Coinbase signaled support immediately. Chief Legal Officer Paul Grewal said the language “preserves activity-based rewards tied to real participation on crypto platforms and networks, which is what the bank lobby said they wanted.”
The Senate Banking Committee markup—where the bill is formally debated and amended—can now proceed. The text also sets a timeline for detailed rules: Treasury and the CFTC would have a year after the bill becomes law to write what crypto firms can and cannot do with yield products.
Daniel Reis-Faria, CEO of ZeroStack, said in a note that bitcoin’s range-bound trading reflects broader macro indecision rather than crypto-specific weakness.
“Bitcoin staying below the $78,000 mark isn't really about crypto right now, it's about what's happening in the broader market.

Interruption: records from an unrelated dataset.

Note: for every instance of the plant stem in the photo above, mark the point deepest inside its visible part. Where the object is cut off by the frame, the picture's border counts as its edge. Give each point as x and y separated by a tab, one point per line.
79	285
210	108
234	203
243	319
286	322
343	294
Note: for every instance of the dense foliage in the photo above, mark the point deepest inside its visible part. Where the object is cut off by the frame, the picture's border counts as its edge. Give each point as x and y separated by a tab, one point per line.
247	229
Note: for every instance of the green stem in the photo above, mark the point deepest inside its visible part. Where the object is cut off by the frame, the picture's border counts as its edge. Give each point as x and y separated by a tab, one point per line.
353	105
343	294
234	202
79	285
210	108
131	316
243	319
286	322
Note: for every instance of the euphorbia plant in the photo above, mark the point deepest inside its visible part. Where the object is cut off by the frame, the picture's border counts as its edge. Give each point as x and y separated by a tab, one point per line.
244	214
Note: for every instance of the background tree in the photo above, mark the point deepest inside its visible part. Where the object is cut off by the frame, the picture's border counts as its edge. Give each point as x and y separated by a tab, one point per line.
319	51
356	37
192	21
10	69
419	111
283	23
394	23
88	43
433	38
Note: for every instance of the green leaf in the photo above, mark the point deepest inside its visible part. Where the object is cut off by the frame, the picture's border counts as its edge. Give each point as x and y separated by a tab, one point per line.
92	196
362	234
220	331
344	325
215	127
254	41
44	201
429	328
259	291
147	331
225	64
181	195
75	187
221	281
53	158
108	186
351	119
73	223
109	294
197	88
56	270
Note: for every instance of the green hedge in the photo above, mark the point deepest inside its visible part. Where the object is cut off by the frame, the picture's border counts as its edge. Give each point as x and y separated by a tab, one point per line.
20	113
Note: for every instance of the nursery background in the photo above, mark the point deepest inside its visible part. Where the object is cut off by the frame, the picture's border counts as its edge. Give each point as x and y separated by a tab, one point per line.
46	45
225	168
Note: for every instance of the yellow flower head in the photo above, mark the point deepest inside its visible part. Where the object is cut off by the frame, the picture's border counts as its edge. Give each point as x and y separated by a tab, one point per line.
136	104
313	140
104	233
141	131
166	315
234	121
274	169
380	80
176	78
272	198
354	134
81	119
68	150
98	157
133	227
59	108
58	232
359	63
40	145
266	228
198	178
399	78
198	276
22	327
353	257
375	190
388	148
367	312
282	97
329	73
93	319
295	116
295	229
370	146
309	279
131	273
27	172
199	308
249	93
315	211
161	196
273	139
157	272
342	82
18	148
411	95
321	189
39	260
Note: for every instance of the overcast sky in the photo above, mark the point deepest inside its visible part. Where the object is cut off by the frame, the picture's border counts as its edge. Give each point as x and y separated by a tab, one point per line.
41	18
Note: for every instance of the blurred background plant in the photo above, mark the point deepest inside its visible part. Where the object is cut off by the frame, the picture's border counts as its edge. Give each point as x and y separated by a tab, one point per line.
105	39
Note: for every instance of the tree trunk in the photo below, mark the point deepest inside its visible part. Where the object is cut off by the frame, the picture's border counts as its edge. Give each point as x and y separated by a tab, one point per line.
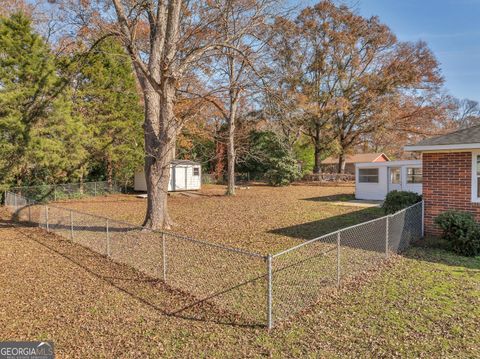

The Fed holding rates wasn't a surprise, but there is no clear direction on what comes next, and that's keeping investors from stepping in.”
Reis-Faria pointed to ETF outflows and softer demand as symptoms, adding that it does not necessarily indicate institutions are leaving the market—only that they are not increasing exposure at present. He said bitcoin could move higher quickly if money returns, particularly from institutions or through ETFs.
Other major tokens were mixed and mostly steady on the week. Ether held $2,310, XRP was at $1.39, and solana traded around $84.57, all close to flat.
Dogecoin was the standout, up nearly 10% on the week to $0.105. Futures open interest hit a year-high earlier in the week.
Heading into next week, the setup remains the same: bitcoin needs a fresh catalyst to break decisively above $78,000. The article cited potential drivers including Fed clarity, ETF re-acceleration, or a Hormuz reopening, noting these factors sit outside the market’s control.